My ex mother in law was materialistic and shallow. She used to pout if she thought that anyone got more expensive presents than her. She loved to tell us just how hard off she was – how hard she used to work and how difficult life was for her. She hadn’t held down a job since the mid 1960s and since then all she did was go to golf. Now, I’m not saying that raising children is easy BUT she never should have said anything like that around me bearing in mind I was raised by a single woman who in the winters used to shovel her own drive. My ex mother-in-law never knew she had it so good! The ex monster-in-law didn’t even clean her own house! Once, I was vacuuming her house for her (because I’m good like that) and she was complaining that she needed a new Hoover – this one just didn’t seem to be picking up anything. Well, I had a look and I changed the bag. She hadn’t changed the bag in so long that the bag was solid in the machine. SOLID. I could barely get the thing out!

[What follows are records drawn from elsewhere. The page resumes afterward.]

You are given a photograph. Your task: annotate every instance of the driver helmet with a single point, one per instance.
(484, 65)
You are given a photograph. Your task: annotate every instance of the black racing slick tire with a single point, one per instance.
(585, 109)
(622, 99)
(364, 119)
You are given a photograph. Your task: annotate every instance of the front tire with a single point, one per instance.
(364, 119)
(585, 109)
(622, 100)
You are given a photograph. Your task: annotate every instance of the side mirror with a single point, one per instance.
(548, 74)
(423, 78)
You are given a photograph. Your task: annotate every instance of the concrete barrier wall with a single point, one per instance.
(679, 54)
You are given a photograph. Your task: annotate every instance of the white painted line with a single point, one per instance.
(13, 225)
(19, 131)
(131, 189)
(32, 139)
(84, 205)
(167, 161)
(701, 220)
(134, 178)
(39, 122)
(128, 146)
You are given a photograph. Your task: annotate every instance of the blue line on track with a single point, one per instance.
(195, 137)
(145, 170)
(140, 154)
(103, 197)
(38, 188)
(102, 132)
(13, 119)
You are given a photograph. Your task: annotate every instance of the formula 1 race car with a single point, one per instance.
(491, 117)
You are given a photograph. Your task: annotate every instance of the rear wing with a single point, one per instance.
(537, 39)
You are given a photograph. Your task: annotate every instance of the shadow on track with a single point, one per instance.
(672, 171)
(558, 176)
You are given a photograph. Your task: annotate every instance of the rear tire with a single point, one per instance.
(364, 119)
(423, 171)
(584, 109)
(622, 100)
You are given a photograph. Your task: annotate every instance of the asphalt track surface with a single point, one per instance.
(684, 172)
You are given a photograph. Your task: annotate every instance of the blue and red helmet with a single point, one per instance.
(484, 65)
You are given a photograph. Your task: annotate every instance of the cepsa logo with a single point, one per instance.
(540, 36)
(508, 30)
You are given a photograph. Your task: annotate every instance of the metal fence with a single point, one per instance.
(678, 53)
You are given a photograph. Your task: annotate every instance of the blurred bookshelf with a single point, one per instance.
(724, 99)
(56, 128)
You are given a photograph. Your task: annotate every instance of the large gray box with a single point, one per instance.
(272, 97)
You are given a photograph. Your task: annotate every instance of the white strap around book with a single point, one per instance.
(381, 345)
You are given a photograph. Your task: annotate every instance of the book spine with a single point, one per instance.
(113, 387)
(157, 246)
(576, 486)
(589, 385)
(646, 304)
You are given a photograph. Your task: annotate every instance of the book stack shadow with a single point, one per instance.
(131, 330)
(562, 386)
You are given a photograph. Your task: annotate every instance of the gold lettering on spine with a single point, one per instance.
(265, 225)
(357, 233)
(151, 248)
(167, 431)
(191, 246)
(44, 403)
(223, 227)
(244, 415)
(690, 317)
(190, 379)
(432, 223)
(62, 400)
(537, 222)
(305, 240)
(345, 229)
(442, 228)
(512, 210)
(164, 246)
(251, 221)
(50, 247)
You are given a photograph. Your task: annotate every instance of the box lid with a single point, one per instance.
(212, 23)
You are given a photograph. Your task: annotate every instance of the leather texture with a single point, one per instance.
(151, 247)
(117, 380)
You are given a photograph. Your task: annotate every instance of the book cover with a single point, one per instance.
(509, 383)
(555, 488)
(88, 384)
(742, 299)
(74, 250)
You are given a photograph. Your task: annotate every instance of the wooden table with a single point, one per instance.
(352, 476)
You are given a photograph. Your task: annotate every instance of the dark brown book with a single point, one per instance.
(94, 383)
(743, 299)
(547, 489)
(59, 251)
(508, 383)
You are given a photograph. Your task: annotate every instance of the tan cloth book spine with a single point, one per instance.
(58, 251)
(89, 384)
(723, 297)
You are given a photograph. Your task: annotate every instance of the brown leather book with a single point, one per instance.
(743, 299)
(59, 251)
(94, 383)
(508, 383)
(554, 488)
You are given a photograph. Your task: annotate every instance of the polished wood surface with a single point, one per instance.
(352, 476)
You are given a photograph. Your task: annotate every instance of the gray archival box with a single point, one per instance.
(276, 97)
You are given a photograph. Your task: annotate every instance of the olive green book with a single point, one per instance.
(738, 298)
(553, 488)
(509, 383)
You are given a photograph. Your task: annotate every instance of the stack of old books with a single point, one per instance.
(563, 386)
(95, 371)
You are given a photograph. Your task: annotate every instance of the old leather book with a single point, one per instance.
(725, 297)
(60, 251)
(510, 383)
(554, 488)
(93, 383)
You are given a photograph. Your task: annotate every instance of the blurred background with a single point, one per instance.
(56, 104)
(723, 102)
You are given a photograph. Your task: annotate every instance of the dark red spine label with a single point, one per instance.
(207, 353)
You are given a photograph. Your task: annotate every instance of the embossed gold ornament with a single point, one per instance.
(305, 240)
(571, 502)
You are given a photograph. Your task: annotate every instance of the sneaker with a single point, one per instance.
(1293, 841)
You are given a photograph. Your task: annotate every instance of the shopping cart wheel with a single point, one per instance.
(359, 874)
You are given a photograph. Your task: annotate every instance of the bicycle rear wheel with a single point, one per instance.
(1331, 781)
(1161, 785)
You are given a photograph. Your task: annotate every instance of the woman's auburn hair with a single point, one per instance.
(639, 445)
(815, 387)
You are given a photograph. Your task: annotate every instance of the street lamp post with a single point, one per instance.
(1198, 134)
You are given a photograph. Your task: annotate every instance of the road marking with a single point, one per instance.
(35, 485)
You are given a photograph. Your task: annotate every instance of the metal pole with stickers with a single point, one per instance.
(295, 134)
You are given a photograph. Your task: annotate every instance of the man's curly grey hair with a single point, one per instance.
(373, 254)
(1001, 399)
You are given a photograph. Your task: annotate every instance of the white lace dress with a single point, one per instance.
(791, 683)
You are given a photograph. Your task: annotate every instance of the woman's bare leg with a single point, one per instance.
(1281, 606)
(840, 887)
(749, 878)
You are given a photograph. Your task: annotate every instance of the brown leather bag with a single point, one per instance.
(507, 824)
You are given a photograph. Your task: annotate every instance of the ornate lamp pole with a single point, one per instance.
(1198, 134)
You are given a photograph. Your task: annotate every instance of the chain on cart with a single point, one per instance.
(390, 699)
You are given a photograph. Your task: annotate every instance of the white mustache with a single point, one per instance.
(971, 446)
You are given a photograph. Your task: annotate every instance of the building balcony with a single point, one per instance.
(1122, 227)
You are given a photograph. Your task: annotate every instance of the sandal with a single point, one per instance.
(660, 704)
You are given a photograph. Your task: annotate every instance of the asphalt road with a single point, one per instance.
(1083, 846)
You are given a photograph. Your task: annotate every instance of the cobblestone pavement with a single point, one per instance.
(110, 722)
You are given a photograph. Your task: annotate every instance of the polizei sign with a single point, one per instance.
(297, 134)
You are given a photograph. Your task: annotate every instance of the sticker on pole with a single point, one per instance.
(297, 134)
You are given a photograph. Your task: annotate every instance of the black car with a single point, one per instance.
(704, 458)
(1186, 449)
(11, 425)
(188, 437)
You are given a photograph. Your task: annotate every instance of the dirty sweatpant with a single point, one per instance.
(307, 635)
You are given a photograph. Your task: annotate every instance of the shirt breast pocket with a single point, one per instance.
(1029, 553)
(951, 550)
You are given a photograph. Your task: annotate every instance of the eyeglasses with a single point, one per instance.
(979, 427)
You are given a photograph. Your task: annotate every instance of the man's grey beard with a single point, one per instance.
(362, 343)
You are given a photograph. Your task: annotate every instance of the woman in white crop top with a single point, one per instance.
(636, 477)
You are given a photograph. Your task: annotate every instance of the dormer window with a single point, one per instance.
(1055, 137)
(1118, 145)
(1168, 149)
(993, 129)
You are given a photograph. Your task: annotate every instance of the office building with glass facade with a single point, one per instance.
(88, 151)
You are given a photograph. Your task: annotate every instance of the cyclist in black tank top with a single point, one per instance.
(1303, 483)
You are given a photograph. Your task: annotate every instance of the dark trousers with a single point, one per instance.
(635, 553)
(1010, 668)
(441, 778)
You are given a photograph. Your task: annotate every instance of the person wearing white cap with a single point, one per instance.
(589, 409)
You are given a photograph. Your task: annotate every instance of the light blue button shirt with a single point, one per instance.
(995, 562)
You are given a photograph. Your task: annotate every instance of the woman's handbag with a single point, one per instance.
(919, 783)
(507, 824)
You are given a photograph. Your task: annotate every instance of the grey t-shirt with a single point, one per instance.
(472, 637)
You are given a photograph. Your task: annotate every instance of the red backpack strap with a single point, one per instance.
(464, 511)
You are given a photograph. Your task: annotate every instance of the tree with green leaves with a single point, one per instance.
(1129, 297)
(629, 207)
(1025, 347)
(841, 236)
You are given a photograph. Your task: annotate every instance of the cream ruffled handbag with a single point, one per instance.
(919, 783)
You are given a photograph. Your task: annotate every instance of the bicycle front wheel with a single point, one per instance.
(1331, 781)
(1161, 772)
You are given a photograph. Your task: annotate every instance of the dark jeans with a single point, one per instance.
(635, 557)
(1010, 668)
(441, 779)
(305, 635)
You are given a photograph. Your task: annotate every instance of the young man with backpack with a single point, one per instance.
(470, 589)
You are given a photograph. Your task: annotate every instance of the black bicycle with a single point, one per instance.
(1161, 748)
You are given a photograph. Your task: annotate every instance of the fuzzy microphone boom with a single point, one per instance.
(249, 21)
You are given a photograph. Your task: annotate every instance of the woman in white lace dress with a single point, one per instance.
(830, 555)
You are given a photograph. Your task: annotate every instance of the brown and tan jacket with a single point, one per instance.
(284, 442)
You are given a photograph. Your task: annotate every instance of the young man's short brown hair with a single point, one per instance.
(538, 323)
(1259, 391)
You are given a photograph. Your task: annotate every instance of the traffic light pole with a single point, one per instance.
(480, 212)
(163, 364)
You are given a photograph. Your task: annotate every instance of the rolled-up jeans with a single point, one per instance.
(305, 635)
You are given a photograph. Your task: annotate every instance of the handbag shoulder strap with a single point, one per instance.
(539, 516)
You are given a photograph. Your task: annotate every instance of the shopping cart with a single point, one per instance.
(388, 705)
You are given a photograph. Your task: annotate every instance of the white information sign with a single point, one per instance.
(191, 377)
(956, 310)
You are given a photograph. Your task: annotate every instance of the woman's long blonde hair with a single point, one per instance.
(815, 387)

His dad wasn’t quite so judgmental of me but he was so lazy that he was a nuisance. For instance, we all be sat down to our Christmas meal one year and he glanced over the table and asked for gravy. Now, my ex husband was a vegetarian so any meal involving meat was a bit of a song and dance. I had to use different utensils for different dishes, and after 5 hours of preparing vegetables, turkey, cranberry sauce and veggie protein, the last thing I wanted to do was run back downstairs to make gravy. BUT, as it was Christmas I always did what I had to do to make everyone happy.
His parents together used to be a real drain. They used to bicker terribly. They would talk over one another vying for our attention. Ramman and I used to have to spend time with one and then the other in an effort to keep them apart. I used to think of it a little like tag-team wrestling – we couldn’t spend time together over Christmas because we were too busy entertaining one or the other of his parents. It’s little wonder that I frequently thought that the kitchen was my refuge.
Luckily all of that is in the dim and distant past…
The past couple of Christmases Helios and I have spent together. I love it that we don’t have to entertain the masses. The only concern I have to worry about is cooking enough for two, putting up festive (multi-coloured!) lights and opening presents. I love the fact that I don’t have to worry about keeping up appearances or being on my best behaviour. It’s so nice to feel comfortable over Christmas.
Once again, I am so grateful for Helios. I love his parents too. They’re only interested in seeing Helios happy. They’re consequently delighted with me because he’s clearly happier than he was in his “previous life”. But that’s another story.
His mom was as nervous about meeting me as I was to meet her! The point where I knew that she and I would be friends was when Helios was trying on a jumper (sweater for those of you speaking American) in a shop. He had obviously left us alone for a few minutes. I told her that I had been afraid that he would not want me once I was divorced. She said that of course he wanted me! She could see how happy he was with me and how she was delighted that he seemed to be much more like himself than he had been over the past few years. She told me what he was like before me – irritable. He used to come to visit and be grouchy and she had been concerned. But no more. And now we’re friends which, after my years of cow-towing for approval, is such a relief.
As for Helios’ father, he’s a lovely man. He could talk the hind legs off a donkey but I just love listening to him. At one point he was telling me what a good boy Helios was when he was a kid – always honest. As a child Helios once accidentally broke the storm door on the house but he confessed straightaway. He also regularly looked after his grandparents by going to the shops for them. It made me laugh because I felt that he was trying to sell me his son! “He’s a good boy. He’s always been a good boy.” As if I needed persuading!
I’ve never felt so welcome. I’m very family oriented and having family in this country (especially because my family are so very far away) is important to me. I consider Helios’ family my English family.
So, we’re going to see his folks again between Christmas and New Year. I’m obviously looking forward to it.